Total retail sales rose by 1.6% in March, blowing by our above-consensus forecast of a 1.1% increase. Ex-auto sales were up by 1.2% and control retail sales, a direct input into the GDP data on consumer spending, were up by 1.0%, both also topping our above-consensus calls. That the initial estimate of March retail sales topped expectations doesn’t alter our view of the relative worth of the initial estimate of retail sales in any given month, nor does the fact that revisions put total retail sales down 0.2% in February, matching the initial estimate. That the estimate of total sales in February did not change masks what were some sizable revisions to the initial estimates of the individual categories, and there will no doubt be similar revisions to the initial estimates of March sales. That said, that control retail sales came in stronger than expected in March poses upside risk to our forecast of consumer spending in the first-quarter GDP data. Also, with the level of control retail sales in March safely above the first-quarter average, we sense a firmer base under current-quarter spending growth than we had anticipated.

– Richard F. Moody

Liquidity Is the Lifeblood
Commentary by Cresset Wealth Management

April 18: If liquidity is the lifeblood of financial markets, then banks represent the circulatory system. Distilling bank earnings offers investors interesting clues to the underlying health of the financial markets.

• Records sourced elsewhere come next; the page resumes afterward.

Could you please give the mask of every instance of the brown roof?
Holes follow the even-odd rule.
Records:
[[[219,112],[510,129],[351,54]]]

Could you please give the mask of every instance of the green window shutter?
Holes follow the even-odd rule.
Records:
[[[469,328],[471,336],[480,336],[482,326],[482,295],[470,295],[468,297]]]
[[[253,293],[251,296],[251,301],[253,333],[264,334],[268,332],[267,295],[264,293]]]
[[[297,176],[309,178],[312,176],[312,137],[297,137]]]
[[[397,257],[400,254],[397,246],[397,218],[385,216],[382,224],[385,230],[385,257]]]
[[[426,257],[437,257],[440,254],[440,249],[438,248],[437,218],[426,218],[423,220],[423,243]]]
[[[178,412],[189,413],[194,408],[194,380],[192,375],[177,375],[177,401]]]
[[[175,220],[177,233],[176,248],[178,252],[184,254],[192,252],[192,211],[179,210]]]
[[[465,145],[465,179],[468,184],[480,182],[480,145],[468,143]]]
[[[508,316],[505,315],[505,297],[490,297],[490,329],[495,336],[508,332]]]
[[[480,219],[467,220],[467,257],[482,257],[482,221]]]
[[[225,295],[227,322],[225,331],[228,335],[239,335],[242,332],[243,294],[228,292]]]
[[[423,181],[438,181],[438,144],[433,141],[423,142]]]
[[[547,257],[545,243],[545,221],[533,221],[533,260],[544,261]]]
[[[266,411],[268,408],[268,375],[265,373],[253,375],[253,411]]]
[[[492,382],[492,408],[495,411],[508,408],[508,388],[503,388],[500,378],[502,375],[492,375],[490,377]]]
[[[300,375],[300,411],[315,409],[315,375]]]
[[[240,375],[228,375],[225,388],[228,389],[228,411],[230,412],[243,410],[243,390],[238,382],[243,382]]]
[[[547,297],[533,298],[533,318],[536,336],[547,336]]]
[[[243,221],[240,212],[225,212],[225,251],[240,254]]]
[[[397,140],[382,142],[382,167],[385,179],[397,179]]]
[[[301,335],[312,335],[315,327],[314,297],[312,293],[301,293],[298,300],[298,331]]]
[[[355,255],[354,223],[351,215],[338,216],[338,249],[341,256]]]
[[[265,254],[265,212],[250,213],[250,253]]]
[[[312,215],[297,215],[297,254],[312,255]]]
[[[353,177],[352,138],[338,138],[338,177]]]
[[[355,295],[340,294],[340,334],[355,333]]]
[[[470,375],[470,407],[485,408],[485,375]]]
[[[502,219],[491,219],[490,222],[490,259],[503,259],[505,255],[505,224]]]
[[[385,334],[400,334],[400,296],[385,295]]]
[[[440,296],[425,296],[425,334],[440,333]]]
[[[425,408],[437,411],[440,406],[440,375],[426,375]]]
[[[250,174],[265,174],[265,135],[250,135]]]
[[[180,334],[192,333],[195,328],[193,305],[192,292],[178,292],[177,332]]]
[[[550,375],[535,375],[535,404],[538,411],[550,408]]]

First-quarter bank earnings came in mixed, as expected. JPMorgan Chase demonstrated its market leadership by delivering a bottom-line result that blew away analysts’ expectations. Wells Fargo, meanwhile, stumbled: It beat analysts’ profit forecasts, but witnessed declines in loans, deposits and assets. The beleaguered bank suffered a slew of Wall Street downgrades in response. Bank of America delivered a backdoor earnings improvement by lowering expenses and buying back $6.3 billion of BAC shares, but investors weren’t impressed. U.S. Bank came through the quarter in line with expectations.